If only that were true. In many ways, we're further away from being able to reach the moon (or deeper parts of space) than we were 20-30 years ago[0]

[0]http://physics.ucsd.edu/do-the-math/2011/10/why-not-space/


As a European (NL, you know, the country with 5 weeks vacation and a functioning healthcare system) I find the Cadillac ad hilarious. Sure, dude, you go work your butt off and take a loan on your future health. You'll have to deal with all kinds of stress/burnout related health conditions, but at least you got that Cadillac and an underwater home as an inheritance for your kids...

I love the US, and I've met a lot of crazy, driven, motivated and genuinly pleasant Americans. But work/life balance-wise, you're so far behind...


I thought that ad was more "look at me, I'm a crazy hard working American AND I drive electric.

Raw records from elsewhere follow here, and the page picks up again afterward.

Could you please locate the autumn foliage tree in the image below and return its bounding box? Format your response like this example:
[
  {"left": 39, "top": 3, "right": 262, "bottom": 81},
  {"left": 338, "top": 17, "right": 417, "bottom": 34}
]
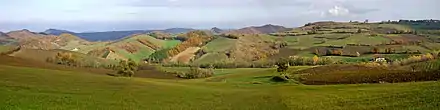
[
  {"left": 167, "top": 31, "right": 213, "bottom": 57},
  {"left": 313, "top": 55, "right": 319, "bottom": 65},
  {"left": 48, "top": 52, "right": 79, "bottom": 66}
]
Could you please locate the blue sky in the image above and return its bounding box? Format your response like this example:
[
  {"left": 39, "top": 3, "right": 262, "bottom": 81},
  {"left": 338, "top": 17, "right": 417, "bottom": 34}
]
[{"left": 0, "top": 0, "right": 439, "bottom": 32}]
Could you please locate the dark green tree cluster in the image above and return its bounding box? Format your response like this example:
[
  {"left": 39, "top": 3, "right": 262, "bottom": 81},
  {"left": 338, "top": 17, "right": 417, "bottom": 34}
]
[
  {"left": 176, "top": 67, "right": 214, "bottom": 79},
  {"left": 147, "top": 48, "right": 170, "bottom": 63},
  {"left": 276, "top": 58, "right": 289, "bottom": 73},
  {"left": 221, "top": 34, "right": 240, "bottom": 39}
]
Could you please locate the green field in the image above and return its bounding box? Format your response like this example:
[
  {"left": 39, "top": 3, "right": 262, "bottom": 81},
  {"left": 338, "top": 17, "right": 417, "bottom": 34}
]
[
  {"left": 318, "top": 35, "right": 390, "bottom": 46},
  {"left": 0, "top": 46, "right": 12, "bottom": 53},
  {"left": 1, "top": 65, "right": 439, "bottom": 109},
  {"left": 203, "top": 37, "right": 237, "bottom": 53},
  {"left": 194, "top": 53, "right": 229, "bottom": 64}
]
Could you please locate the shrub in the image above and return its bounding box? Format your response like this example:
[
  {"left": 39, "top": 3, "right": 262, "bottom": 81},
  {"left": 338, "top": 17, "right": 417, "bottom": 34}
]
[
  {"left": 116, "top": 59, "right": 138, "bottom": 77},
  {"left": 288, "top": 56, "right": 336, "bottom": 66},
  {"left": 147, "top": 48, "right": 170, "bottom": 63},
  {"left": 51, "top": 52, "right": 79, "bottom": 67},
  {"left": 177, "top": 67, "right": 214, "bottom": 79},
  {"left": 313, "top": 55, "right": 319, "bottom": 64},
  {"left": 221, "top": 34, "right": 240, "bottom": 39},
  {"left": 398, "top": 54, "right": 437, "bottom": 66},
  {"left": 271, "top": 75, "right": 290, "bottom": 82},
  {"left": 276, "top": 58, "right": 289, "bottom": 72}
]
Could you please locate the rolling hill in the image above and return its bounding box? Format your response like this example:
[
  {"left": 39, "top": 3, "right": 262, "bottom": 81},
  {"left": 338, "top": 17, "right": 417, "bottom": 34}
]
[
  {"left": 192, "top": 34, "right": 280, "bottom": 64},
  {"left": 1, "top": 19, "right": 440, "bottom": 109},
  {"left": 0, "top": 59, "right": 440, "bottom": 109},
  {"left": 210, "top": 27, "right": 224, "bottom": 34},
  {"left": 2, "top": 19, "right": 440, "bottom": 65},
  {"left": 0, "top": 32, "right": 16, "bottom": 45},
  {"left": 43, "top": 28, "right": 194, "bottom": 41},
  {"left": 87, "top": 34, "right": 181, "bottom": 61},
  {"left": 43, "top": 29, "right": 75, "bottom": 35},
  {"left": 6, "top": 29, "right": 55, "bottom": 41},
  {"left": 226, "top": 24, "right": 290, "bottom": 34}
]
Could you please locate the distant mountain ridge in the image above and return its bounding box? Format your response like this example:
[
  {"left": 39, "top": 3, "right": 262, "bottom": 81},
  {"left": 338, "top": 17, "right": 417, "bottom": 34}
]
[
  {"left": 43, "top": 28, "right": 194, "bottom": 41},
  {"left": 226, "top": 24, "right": 290, "bottom": 34},
  {"left": 0, "top": 29, "right": 91, "bottom": 50},
  {"left": 43, "top": 29, "right": 75, "bottom": 35},
  {"left": 0, "top": 31, "right": 16, "bottom": 45},
  {"left": 0, "top": 32, "right": 7, "bottom": 37},
  {"left": 7, "top": 29, "right": 56, "bottom": 40},
  {"left": 210, "top": 27, "right": 224, "bottom": 34}
]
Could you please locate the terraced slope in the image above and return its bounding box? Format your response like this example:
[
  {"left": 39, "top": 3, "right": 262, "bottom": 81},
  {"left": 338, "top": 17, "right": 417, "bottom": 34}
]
[{"left": 87, "top": 34, "right": 181, "bottom": 61}]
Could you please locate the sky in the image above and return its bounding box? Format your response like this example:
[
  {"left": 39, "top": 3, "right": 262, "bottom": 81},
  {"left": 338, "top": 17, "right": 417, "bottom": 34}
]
[{"left": 0, "top": 0, "right": 439, "bottom": 32}]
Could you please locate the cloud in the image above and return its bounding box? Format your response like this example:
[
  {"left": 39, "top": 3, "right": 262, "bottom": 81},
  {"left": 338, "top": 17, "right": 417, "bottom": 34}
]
[
  {"left": 0, "top": 0, "right": 439, "bottom": 32},
  {"left": 327, "top": 6, "right": 350, "bottom": 16},
  {"left": 126, "top": 0, "right": 310, "bottom": 8}
]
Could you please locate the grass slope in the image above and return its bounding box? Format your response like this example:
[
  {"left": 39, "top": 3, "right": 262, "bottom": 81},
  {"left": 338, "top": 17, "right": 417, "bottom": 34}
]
[
  {"left": 89, "top": 34, "right": 181, "bottom": 61},
  {"left": 203, "top": 37, "right": 237, "bottom": 53},
  {"left": 0, "top": 46, "right": 13, "bottom": 53},
  {"left": 0, "top": 65, "right": 439, "bottom": 109}
]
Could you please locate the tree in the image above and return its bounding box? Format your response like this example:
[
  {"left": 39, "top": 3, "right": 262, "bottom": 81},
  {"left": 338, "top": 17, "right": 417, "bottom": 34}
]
[
  {"left": 117, "top": 59, "right": 138, "bottom": 77},
  {"left": 357, "top": 29, "right": 362, "bottom": 33},
  {"left": 54, "top": 52, "right": 78, "bottom": 66},
  {"left": 276, "top": 58, "right": 289, "bottom": 73},
  {"left": 314, "top": 49, "right": 320, "bottom": 55},
  {"left": 313, "top": 55, "right": 319, "bottom": 65},
  {"left": 372, "top": 47, "right": 379, "bottom": 54}
]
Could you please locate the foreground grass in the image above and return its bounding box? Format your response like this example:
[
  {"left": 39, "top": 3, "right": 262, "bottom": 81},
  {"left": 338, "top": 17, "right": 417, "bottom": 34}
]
[{"left": 0, "top": 65, "right": 439, "bottom": 109}]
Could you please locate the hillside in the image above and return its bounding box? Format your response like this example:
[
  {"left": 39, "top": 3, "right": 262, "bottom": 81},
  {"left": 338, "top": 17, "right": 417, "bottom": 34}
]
[
  {"left": 210, "top": 27, "right": 224, "bottom": 34},
  {"left": 3, "top": 21, "right": 440, "bottom": 65},
  {"left": 8, "top": 48, "right": 116, "bottom": 68},
  {"left": 87, "top": 34, "right": 181, "bottom": 61},
  {"left": 6, "top": 29, "right": 55, "bottom": 41},
  {"left": 17, "top": 33, "right": 91, "bottom": 50},
  {"left": 263, "top": 21, "right": 440, "bottom": 62},
  {"left": 43, "top": 29, "right": 75, "bottom": 35},
  {"left": 0, "top": 63, "right": 439, "bottom": 109},
  {"left": 0, "top": 32, "right": 16, "bottom": 45},
  {"left": 43, "top": 28, "right": 194, "bottom": 41},
  {"left": 159, "top": 28, "right": 195, "bottom": 34},
  {"left": 192, "top": 34, "right": 281, "bottom": 64},
  {"left": 226, "top": 24, "right": 290, "bottom": 34}
]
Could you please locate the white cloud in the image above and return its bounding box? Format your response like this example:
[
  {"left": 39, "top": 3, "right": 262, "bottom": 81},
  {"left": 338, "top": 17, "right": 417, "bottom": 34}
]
[
  {"left": 328, "top": 6, "right": 350, "bottom": 16},
  {"left": 0, "top": 0, "right": 439, "bottom": 32}
]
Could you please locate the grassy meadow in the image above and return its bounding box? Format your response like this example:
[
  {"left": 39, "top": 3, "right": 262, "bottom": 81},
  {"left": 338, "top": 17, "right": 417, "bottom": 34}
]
[{"left": 0, "top": 64, "right": 439, "bottom": 109}]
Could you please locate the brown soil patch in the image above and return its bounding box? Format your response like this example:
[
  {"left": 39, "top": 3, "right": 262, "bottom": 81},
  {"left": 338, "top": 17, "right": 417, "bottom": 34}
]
[
  {"left": 137, "top": 38, "right": 160, "bottom": 50},
  {"left": 170, "top": 47, "right": 200, "bottom": 63},
  {"left": 118, "top": 43, "right": 140, "bottom": 53}
]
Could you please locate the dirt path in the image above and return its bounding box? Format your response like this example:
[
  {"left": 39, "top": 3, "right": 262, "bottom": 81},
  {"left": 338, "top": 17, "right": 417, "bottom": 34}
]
[{"left": 170, "top": 47, "right": 200, "bottom": 63}]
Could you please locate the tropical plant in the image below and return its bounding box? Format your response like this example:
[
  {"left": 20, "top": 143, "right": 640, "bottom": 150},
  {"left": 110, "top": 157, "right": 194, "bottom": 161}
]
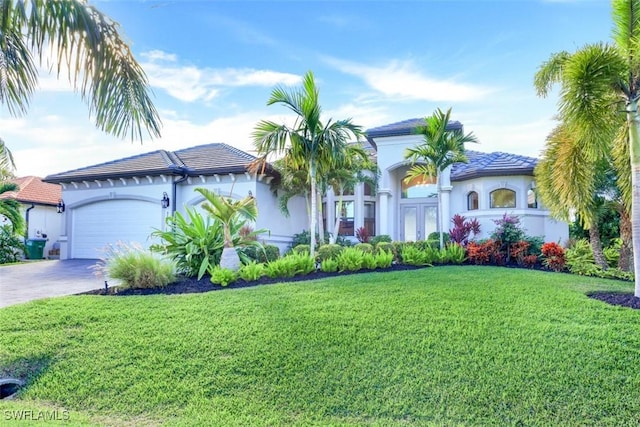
[
  {"left": 320, "top": 258, "right": 339, "bottom": 273},
  {"left": 444, "top": 243, "right": 466, "bottom": 265},
  {"left": 404, "top": 108, "right": 478, "bottom": 249},
  {"left": 541, "top": 242, "right": 566, "bottom": 272},
  {"left": 448, "top": 214, "right": 481, "bottom": 246},
  {"left": 335, "top": 247, "right": 365, "bottom": 272},
  {"left": 209, "top": 266, "right": 238, "bottom": 287},
  {"left": 354, "top": 243, "right": 374, "bottom": 253},
  {"left": 466, "top": 240, "right": 497, "bottom": 265},
  {"left": 253, "top": 71, "right": 363, "bottom": 258},
  {"left": 0, "top": 224, "right": 24, "bottom": 264},
  {"left": 491, "top": 213, "right": 526, "bottom": 262},
  {"left": 533, "top": 0, "right": 640, "bottom": 294},
  {"left": 317, "top": 244, "right": 343, "bottom": 261},
  {"left": 150, "top": 207, "right": 224, "bottom": 279},
  {"left": 399, "top": 245, "right": 430, "bottom": 267},
  {"left": 0, "top": 140, "right": 16, "bottom": 180},
  {"left": 237, "top": 261, "right": 266, "bottom": 282},
  {"left": 370, "top": 235, "right": 392, "bottom": 246},
  {"left": 264, "top": 256, "right": 299, "bottom": 279},
  {"left": 195, "top": 187, "right": 265, "bottom": 271},
  {"left": 361, "top": 252, "right": 378, "bottom": 270},
  {"left": 0, "top": 182, "right": 24, "bottom": 234},
  {"left": 0, "top": 0, "right": 161, "bottom": 145},
  {"left": 374, "top": 250, "right": 394, "bottom": 269},
  {"left": 355, "top": 226, "right": 370, "bottom": 244},
  {"left": 292, "top": 244, "right": 311, "bottom": 255},
  {"left": 93, "top": 242, "right": 176, "bottom": 290}
]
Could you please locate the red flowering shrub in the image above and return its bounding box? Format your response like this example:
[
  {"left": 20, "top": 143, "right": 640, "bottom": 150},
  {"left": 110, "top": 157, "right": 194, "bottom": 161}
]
[
  {"left": 541, "top": 242, "right": 565, "bottom": 272},
  {"left": 522, "top": 254, "right": 539, "bottom": 268},
  {"left": 510, "top": 240, "right": 530, "bottom": 266},
  {"left": 466, "top": 240, "right": 497, "bottom": 265}
]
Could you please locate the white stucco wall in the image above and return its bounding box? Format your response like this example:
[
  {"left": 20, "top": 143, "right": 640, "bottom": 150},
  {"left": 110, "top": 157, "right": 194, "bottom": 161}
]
[{"left": 23, "top": 204, "right": 62, "bottom": 257}]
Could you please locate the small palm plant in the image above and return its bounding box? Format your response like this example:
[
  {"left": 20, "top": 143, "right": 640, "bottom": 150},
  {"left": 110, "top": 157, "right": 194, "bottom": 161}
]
[{"left": 195, "top": 187, "right": 262, "bottom": 271}]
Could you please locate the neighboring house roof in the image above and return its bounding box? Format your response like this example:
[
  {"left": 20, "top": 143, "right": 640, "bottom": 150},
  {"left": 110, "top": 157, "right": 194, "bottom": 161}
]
[
  {"left": 0, "top": 176, "right": 61, "bottom": 206},
  {"left": 44, "top": 143, "right": 273, "bottom": 183},
  {"left": 366, "top": 118, "right": 463, "bottom": 140},
  {"left": 451, "top": 151, "right": 538, "bottom": 181}
]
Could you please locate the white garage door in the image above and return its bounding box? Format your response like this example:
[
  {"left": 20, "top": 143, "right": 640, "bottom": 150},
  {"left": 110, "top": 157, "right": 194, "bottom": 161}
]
[{"left": 71, "top": 199, "right": 162, "bottom": 259}]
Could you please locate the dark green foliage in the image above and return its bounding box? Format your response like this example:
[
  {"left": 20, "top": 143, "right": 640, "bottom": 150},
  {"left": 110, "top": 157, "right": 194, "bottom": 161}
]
[
  {"left": 238, "top": 244, "right": 280, "bottom": 264},
  {"left": 428, "top": 231, "right": 450, "bottom": 244},
  {"left": 317, "top": 244, "right": 343, "bottom": 261},
  {"left": 354, "top": 242, "right": 374, "bottom": 253},
  {"left": 523, "top": 235, "right": 545, "bottom": 256},
  {"left": 570, "top": 208, "right": 620, "bottom": 248},
  {"left": 491, "top": 213, "right": 526, "bottom": 261},
  {"left": 369, "top": 234, "right": 392, "bottom": 246},
  {"left": 0, "top": 225, "right": 24, "bottom": 264}
]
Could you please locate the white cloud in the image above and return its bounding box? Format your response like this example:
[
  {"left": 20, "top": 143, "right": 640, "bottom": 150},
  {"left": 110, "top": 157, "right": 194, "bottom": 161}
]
[
  {"left": 324, "top": 56, "right": 493, "bottom": 102},
  {"left": 141, "top": 50, "right": 301, "bottom": 103}
]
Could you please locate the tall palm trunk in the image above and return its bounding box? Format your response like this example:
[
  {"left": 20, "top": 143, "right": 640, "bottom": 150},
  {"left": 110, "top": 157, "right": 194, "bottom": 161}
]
[
  {"left": 618, "top": 206, "right": 633, "bottom": 271},
  {"left": 317, "top": 189, "right": 325, "bottom": 245},
  {"left": 309, "top": 158, "right": 317, "bottom": 258},
  {"left": 588, "top": 223, "right": 607, "bottom": 269},
  {"left": 627, "top": 101, "right": 640, "bottom": 296},
  {"left": 437, "top": 174, "right": 444, "bottom": 249}
]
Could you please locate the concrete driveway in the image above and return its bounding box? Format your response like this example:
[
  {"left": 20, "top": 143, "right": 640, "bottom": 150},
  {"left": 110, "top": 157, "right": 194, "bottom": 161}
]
[{"left": 0, "top": 259, "right": 110, "bottom": 308}]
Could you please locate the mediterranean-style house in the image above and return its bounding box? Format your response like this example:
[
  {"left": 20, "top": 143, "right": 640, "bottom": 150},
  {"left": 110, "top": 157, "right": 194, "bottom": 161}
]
[
  {"left": 0, "top": 176, "right": 63, "bottom": 257},
  {"left": 43, "top": 118, "right": 568, "bottom": 260}
]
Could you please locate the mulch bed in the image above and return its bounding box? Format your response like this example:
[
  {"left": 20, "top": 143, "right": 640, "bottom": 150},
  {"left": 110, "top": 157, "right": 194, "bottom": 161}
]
[{"left": 79, "top": 263, "right": 640, "bottom": 310}]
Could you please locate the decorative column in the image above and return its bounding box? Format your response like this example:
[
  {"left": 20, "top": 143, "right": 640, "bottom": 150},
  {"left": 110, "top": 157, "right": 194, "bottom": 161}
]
[
  {"left": 440, "top": 185, "right": 453, "bottom": 234},
  {"left": 378, "top": 189, "right": 391, "bottom": 236}
]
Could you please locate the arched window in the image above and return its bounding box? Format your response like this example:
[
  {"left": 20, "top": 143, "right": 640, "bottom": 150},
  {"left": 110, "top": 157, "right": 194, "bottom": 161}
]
[
  {"left": 490, "top": 188, "right": 516, "bottom": 208},
  {"left": 401, "top": 174, "right": 437, "bottom": 199},
  {"left": 527, "top": 189, "right": 537, "bottom": 209},
  {"left": 467, "top": 191, "right": 479, "bottom": 210}
]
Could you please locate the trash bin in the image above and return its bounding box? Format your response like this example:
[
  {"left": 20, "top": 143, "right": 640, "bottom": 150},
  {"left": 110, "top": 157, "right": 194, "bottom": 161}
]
[{"left": 25, "top": 238, "right": 47, "bottom": 259}]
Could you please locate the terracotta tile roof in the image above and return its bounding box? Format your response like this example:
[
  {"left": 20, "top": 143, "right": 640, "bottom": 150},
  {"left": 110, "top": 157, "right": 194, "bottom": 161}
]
[
  {"left": 1, "top": 176, "right": 61, "bottom": 206},
  {"left": 451, "top": 151, "right": 537, "bottom": 181},
  {"left": 43, "top": 143, "right": 270, "bottom": 183}
]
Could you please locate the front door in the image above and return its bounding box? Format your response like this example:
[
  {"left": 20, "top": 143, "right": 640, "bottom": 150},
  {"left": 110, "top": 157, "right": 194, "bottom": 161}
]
[{"left": 400, "top": 204, "right": 438, "bottom": 241}]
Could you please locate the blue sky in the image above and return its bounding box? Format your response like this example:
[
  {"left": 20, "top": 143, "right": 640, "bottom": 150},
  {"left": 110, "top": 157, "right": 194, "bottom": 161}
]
[{"left": 6, "top": 0, "right": 612, "bottom": 177}]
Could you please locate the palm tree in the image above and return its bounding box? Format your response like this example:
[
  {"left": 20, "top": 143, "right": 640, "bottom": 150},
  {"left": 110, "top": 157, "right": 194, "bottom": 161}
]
[
  {"left": 0, "top": 139, "right": 16, "bottom": 180},
  {"left": 195, "top": 187, "right": 259, "bottom": 271},
  {"left": 0, "top": 0, "right": 161, "bottom": 143},
  {"left": 535, "top": 123, "right": 620, "bottom": 268},
  {"left": 252, "top": 71, "right": 362, "bottom": 257},
  {"left": 404, "top": 107, "right": 478, "bottom": 249},
  {"left": 533, "top": 0, "right": 640, "bottom": 295},
  {"left": 325, "top": 144, "right": 378, "bottom": 244},
  {"left": 0, "top": 182, "right": 24, "bottom": 235}
]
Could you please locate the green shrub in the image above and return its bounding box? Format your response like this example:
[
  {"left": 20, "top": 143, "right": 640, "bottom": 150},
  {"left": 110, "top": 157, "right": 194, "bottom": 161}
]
[
  {"left": 375, "top": 241, "right": 395, "bottom": 256},
  {"left": 375, "top": 250, "right": 394, "bottom": 269},
  {"left": 604, "top": 238, "right": 622, "bottom": 268},
  {"left": 523, "top": 235, "right": 544, "bottom": 256},
  {"left": 422, "top": 245, "right": 441, "bottom": 264},
  {"left": 317, "top": 244, "right": 343, "bottom": 261},
  {"left": 354, "top": 242, "right": 374, "bottom": 253},
  {"left": 264, "top": 244, "right": 281, "bottom": 262},
  {"left": 288, "top": 252, "right": 316, "bottom": 276},
  {"left": 565, "top": 239, "right": 596, "bottom": 275},
  {"left": 292, "top": 244, "right": 311, "bottom": 255},
  {"left": 320, "top": 258, "right": 339, "bottom": 273},
  {"left": 265, "top": 256, "right": 299, "bottom": 278},
  {"left": 336, "top": 247, "right": 364, "bottom": 272},
  {"left": 95, "top": 242, "right": 176, "bottom": 290},
  {"left": 237, "top": 261, "right": 266, "bottom": 281},
  {"left": 392, "top": 241, "right": 405, "bottom": 261},
  {"left": 400, "top": 245, "right": 430, "bottom": 266},
  {"left": 239, "top": 244, "right": 280, "bottom": 264},
  {"left": 209, "top": 266, "right": 237, "bottom": 287},
  {"left": 0, "top": 225, "right": 24, "bottom": 264},
  {"left": 427, "top": 231, "right": 450, "bottom": 244},
  {"left": 362, "top": 252, "right": 378, "bottom": 270},
  {"left": 443, "top": 243, "right": 466, "bottom": 265},
  {"left": 369, "top": 235, "right": 392, "bottom": 246}
]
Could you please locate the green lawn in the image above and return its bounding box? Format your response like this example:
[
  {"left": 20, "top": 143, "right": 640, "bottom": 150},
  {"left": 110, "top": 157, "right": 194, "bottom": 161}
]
[{"left": 1, "top": 266, "right": 640, "bottom": 426}]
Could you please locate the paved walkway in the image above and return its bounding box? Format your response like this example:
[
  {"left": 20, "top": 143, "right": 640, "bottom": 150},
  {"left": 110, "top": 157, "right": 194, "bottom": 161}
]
[{"left": 0, "top": 259, "right": 112, "bottom": 308}]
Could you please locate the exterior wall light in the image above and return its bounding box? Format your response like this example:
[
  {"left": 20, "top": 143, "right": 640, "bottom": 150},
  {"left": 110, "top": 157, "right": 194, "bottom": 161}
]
[
  {"left": 161, "top": 192, "right": 170, "bottom": 209},
  {"left": 56, "top": 199, "right": 65, "bottom": 214}
]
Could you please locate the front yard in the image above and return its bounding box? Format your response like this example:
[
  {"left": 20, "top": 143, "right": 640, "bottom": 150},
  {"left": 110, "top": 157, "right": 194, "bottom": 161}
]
[{"left": 1, "top": 266, "right": 639, "bottom": 426}]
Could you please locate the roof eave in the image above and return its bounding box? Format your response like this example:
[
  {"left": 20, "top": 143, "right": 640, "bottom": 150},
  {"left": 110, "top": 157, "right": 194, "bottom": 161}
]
[{"left": 451, "top": 168, "right": 535, "bottom": 181}]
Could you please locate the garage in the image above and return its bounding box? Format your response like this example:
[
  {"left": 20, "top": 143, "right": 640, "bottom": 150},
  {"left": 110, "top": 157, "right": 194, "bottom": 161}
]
[{"left": 71, "top": 199, "right": 163, "bottom": 259}]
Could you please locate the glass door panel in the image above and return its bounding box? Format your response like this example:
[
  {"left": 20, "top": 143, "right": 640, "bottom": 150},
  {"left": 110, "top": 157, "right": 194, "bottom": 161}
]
[{"left": 402, "top": 206, "right": 417, "bottom": 241}]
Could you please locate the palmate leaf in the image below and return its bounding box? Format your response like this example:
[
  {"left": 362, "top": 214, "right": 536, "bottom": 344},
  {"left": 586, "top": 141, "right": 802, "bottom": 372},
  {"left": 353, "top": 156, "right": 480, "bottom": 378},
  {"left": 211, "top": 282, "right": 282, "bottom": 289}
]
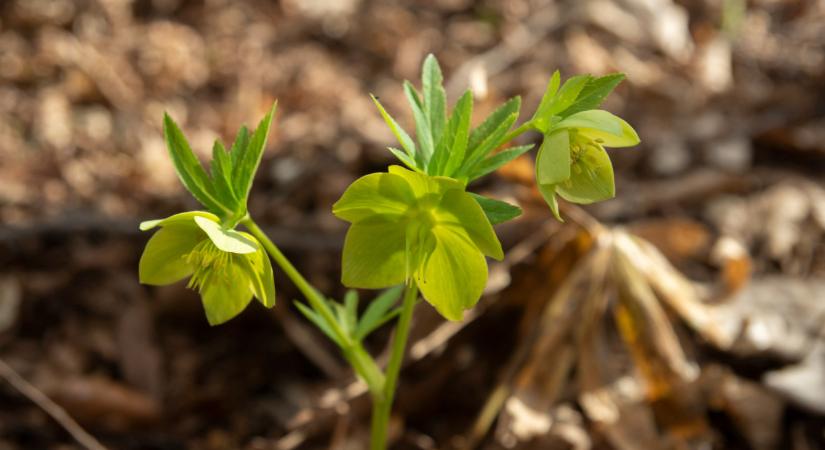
[
  {"left": 294, "top": 300, "right": 342, "bottom": 346},
  {"left": 531, "top": 70, "right": 560, "bottom": 128},
  {"left": 163, "top": 114, "right": 228, "bottom": 215},
  {"left": 231, "top": 102, "right": 277, "bottom": 205},
  {"left": 467, "top": 96, "right": 521, "bottom": 153},
  {"left": 422, "top": 54, "right": 447, "bottom": 146},
  {"left": 371, "top": 95, "right": 418, "bottom": 166},
  {"left": 469, "top": 193, "right": 522, "bottom": 225},
  {"left": 404, "top": 81, "right": 434, "bottom": 165},
  {"left": 431, "top": 90, "right": 473, "bottom": 176},
  {"left": 229, "top": 126, "right": 250, "bottom": 169},
  {"left": 210, "top": 140, "right": 236, "bottom": 206},
  {"left": 468, "top": 144, "right": 533, "bottom": 180},
  {"left": 457, "top": 111, "right": 518, "bottom": 179},
  {"left": 443, "top": 90, "right": 473, "bottom": 176},
  {"left": 354, "top": 285, "right": 404, "bottom": 341},
  {"left": 388, "top": 147, "right": 419, "bottom": 171},
  {"left": 562, "top": 73, "right": 625, "bottom": 117},
  {"left": 530, "top": 74, "right": 589, "bottom": 133},
  {"left": 163, "top": 104, "right": 278, "bottom": 223}
]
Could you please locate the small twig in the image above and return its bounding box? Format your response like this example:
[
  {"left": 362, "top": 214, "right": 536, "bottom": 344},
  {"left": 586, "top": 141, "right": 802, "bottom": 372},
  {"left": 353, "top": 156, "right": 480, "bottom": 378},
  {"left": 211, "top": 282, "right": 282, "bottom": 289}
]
[{"left": 0, "top": 358, "right": 108, "bottom": 450}]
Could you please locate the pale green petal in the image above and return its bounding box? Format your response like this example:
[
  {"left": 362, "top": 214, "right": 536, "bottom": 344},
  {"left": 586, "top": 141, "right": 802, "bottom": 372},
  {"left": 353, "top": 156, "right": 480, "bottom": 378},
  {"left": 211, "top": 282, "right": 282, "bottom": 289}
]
[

They're not mutually exclusive!"


So I just watched it.

> Work hard all your life and when you're cynical, white-haired, old, fat and balding, you'll have a gaudy apartment and the ponciest car to ever ponce out of the poncing factory. And a barf-grey suit, a colour I didn't know existed until now.

Also, you guys would totally be going to the moon every weekend if any of all those money you're making year-round went to NASA and education.


As soon as I read the title of this article I immediately thought of the Cadillac ad.

For some reason, when it was airing, it resonated with me. Perhaps, I'm over worked and realize that these material things aren't really as important as one's health. Then again, I love owning a car and a home.

Its such a conflicting thought.


> That Cadillac ad is awesome. I'd never seen it before.

Watching that commercial filled me with rage and made me want to punch that rich asshole in the face.